Avoid Grouping (DISTINCT / GROUP BY)

Previous Next

Avoid grouping (DISTINCT / GROUP BY).

Background

If you do not need group information such as SUM, then avoid grouping.

In a way comparable to GROUP BY... HAVING, the DISTINCT keyword generally causes large sets of records to be cached for subsequent sorting. Avoid DISTINCT where possible. In the example, the RDBMS can move to the next set of records of the schedtour table as soon as the subquery has been satisfied once.

 

Example

Rewrite an SQL statement like the following:

SELECT    DISTINCT st.schedtour_id
FROM      schedtour st
,         reservation r
WHERE     s.schedtour_id = r.schedtour_id

to:

SELECT    st.schedtour_id
FROM      schedtour st
WHERE EXISTS
(
          SELECT    ''
          FROM      reservation r
          WHERE     s.schedtour_id = r.schedtour_id
)

 

The first statement with DISTINCT retrieves all IDs of scheduled tours for which at least one corresponding reservation exists. It does this by first performing a join, and then grouping by the primary key value.
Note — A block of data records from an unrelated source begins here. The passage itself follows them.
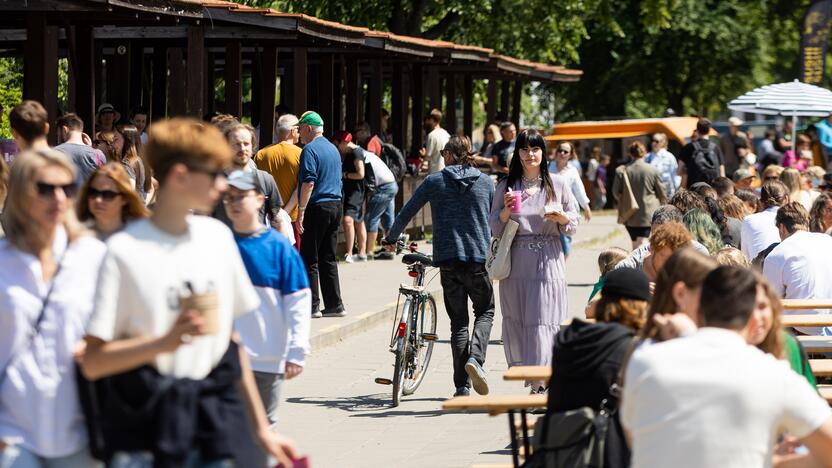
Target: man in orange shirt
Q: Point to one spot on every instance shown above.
(282, 161)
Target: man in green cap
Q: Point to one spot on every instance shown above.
(319, 214)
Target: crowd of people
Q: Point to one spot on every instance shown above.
(219, 253)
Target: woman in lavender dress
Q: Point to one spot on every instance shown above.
(533, 297)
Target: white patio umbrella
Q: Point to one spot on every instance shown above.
(793, 100)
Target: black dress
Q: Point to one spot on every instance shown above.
(585, 363)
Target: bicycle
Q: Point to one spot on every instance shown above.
(414, 330)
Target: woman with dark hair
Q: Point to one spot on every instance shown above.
(646, 184)
(533, 297)
(564, 154)
(136, 168)
(587, 356)
(108, 200)
(820, 217)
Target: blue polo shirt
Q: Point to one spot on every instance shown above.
(320, 163)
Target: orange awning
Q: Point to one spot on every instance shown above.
(677, 128)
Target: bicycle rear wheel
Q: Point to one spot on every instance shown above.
(400, 364)
(419, 355)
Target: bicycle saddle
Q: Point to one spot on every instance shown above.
(410, 259)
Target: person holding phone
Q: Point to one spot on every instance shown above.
(533, 297)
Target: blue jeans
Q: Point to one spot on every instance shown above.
(15, 456)
(381, 207)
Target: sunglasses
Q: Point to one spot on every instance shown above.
(106, 195)
(49, 190)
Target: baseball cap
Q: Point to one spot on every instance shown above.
(735, 121)
(741, 174)
(342, 135)
(106, 107)
(311, 118)
(627, 283)
(243, 180)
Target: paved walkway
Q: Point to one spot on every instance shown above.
(341, 418)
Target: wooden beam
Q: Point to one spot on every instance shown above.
(417, 109)
(159, 88)
(375, 93)
(516, 95)
(450, 123)
(299, 74)
(176, 83)
(268, 83)
(398, 109)
(491, 102)
(353, 82)
(196, 71)
(468, 106)
(40, 67)
(84, 76)
(505, 101)
(326, 87)
(233, 78)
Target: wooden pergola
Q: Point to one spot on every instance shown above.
(171, 55)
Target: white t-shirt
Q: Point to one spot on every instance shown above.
(801, 268)
(145, 273)
(434, 144)
(710, 400)
(382, 173)
(758, 232)
(38, 397)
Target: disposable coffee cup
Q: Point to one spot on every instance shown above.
(207, 304)
(518, 201)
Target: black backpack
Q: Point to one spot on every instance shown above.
(394, 159)
(706, 160)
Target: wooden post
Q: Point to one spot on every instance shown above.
(299, 71)
(353, 81)
(491, 102)
(196, 71)
(505, 101)
(176, 83)
(136, 71)
(233, 79)
(516, 95)
(326, 87)
(85, 77)
(450, 123)
(375, 91)
(398, 109)
(268, 82)
(40, 67)
(417, 108)
(434, 89)
(468, 106)
(159, 97)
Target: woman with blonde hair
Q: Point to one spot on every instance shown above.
(109, 201)
(48, 274)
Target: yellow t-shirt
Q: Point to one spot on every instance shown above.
(282, 161)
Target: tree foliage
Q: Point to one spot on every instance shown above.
(639, 57)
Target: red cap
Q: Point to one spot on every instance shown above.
(342, 135)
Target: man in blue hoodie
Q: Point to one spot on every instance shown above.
(460, 199)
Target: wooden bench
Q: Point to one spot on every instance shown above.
(499, 404)
(820, 367)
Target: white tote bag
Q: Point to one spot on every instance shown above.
(498, 263)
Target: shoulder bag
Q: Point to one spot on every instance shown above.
(627, 205)
(577, 438)
(498, 263)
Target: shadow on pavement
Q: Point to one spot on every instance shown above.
(371, 406)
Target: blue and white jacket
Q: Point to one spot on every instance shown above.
(278, 330)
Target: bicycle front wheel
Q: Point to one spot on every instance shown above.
(422, 349)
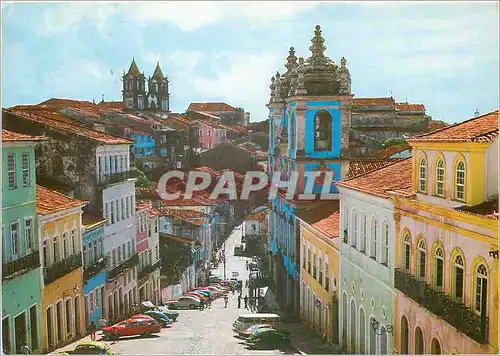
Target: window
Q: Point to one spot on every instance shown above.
(458, 270)
(440, 178)
(323, 131)
(11, 168)
(421, 259)
(363, 233)
(25, 165)
(28, 233)
(460, 181)
(422, 175)
(407, 252)
(385, 247)
(438, 261)
(481, 290)
(14, 237)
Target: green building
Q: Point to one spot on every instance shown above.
(21, 275)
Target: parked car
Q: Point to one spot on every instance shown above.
(252, 329)
(160, 317)
(267, 339)
(130, 327)
(89, 348)
(185, 302)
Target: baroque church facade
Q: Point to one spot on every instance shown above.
(135, 95)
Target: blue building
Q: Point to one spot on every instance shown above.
(309, 112)
(94, 268)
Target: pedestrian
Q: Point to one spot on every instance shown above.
(25, 349)
(92, 331)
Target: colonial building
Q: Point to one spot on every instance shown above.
(367, 257)
(59, 229)
(319, 271)
(21, 288)
(446, 249)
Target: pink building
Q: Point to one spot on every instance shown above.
(211, 134)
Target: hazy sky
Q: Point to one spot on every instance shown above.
(444, 55)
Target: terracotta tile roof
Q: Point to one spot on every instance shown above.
(488, 209)
(360, 167)
(410, 107)
(98, 136)
(12, 136)
(324, 217)
(210, 107)
(373, 101)
(396, 176)
(483, 128)
(391, 150)
(49, 201)
(192, 217)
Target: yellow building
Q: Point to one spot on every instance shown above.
(446, 278)
(59, 218)
(319, 272)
Instead of the DISTINCT keyword, the same query could be formulated as:

GROUP BY st.schedtour_id

Both the DISTINCT and the GROUP BY version are slow, because grouping must be executed before the result can be delivered.

With the EXISTS construct, the RDBMS only needs to scan the SCHEDTOUR table once. For each scheduled tour record, it can decide to add it to the result list as soon as a corresponding child record is found, and then move to the next scheduled tour record. Scheduled tour records do not need to be buffered, since no grouping needs to take place.